Com a mudança no comportamento de compra dos consumidores, shopping centers precisam passar urgente por reformulações

O movimento de consumidores nos shopping centers vem caindo ano após ano.

O papel dos shoppings centers no dia a dia dos consumidores mudou muito nos últimos anos. E isso não acontece apenas aqui. No exterior, inclusive, muitos shoppings e grandes lojas de departamento fecharam suas portas. Quem é lojista, principalmente em shopping, está consciente que há alguns anos o fluxo de clientes nas lojas físicas vem caindo. Em 2016, por exemplo, a queda foi de 3,4% em relação a 2015, segundo pesquisa da Associação Brasileira de Shopping Centers. E este ano, as quedas continuam. Com isso está cada vez mais difícil encontrar lucratividade nos negócios.

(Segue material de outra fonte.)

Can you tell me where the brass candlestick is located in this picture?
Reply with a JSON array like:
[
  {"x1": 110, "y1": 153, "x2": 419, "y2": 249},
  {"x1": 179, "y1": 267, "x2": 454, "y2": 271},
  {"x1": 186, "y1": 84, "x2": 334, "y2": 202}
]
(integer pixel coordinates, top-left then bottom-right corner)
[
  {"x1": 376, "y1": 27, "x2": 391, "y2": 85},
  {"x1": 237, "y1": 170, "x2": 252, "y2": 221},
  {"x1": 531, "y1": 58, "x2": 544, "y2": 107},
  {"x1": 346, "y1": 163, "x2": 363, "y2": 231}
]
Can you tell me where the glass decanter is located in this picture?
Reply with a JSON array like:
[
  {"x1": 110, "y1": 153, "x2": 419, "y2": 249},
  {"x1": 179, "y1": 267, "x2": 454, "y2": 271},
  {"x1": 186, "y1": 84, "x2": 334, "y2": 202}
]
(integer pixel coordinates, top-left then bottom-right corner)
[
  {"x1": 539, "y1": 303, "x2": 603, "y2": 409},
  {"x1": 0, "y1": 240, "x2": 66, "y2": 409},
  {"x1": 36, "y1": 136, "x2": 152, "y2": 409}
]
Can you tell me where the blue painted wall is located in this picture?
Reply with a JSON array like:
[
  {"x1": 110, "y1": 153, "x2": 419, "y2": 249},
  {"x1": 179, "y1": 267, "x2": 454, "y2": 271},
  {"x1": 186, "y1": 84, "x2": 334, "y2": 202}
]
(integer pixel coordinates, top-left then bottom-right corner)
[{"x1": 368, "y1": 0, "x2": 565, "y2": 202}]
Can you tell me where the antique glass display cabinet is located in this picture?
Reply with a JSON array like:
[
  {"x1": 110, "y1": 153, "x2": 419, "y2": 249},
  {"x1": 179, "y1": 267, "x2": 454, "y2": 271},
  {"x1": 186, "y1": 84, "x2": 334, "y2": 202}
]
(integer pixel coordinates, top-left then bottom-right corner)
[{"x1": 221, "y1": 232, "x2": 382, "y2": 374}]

A situação não é apenas desfavorável para os lojistas. Os donos de shoppings embora não trabalhem com a venda de forma direta, têm encontrado problema na relação com os seus locatários. Até alguns anos atrás, os shoppings cobravam o que queriam porque para os varejistas ter lojas nesses empreendimentos era sinônimo de vendas garantidas. Hoje, os shopping centers estão revendo seus modelos de valores para manter algumas marcas e evitar corredores cheios de tapumes.

Também as grandes marcas estão revendo seu papel dentro dos shoppings. Se antes a presença delas era a salvação, atualmente parecem se desinteressar de estar em todos os lugares e estão ajustando seus modelos de expansão para lojas cada vez menores, de menor custo e com maior lucratividade. Outro grande problema é o avanço do comércio eletrônico. Ou seja, muitos consumidores estão divididos. Nem todos gostam ou preferem a compra física. Para muita gente, ir à um shopping, com muitas pessoas ou estacionamentos abarrotados é uma tortura. Comprar online, pelo menos para esses consumidores é mais conveniente e confortável.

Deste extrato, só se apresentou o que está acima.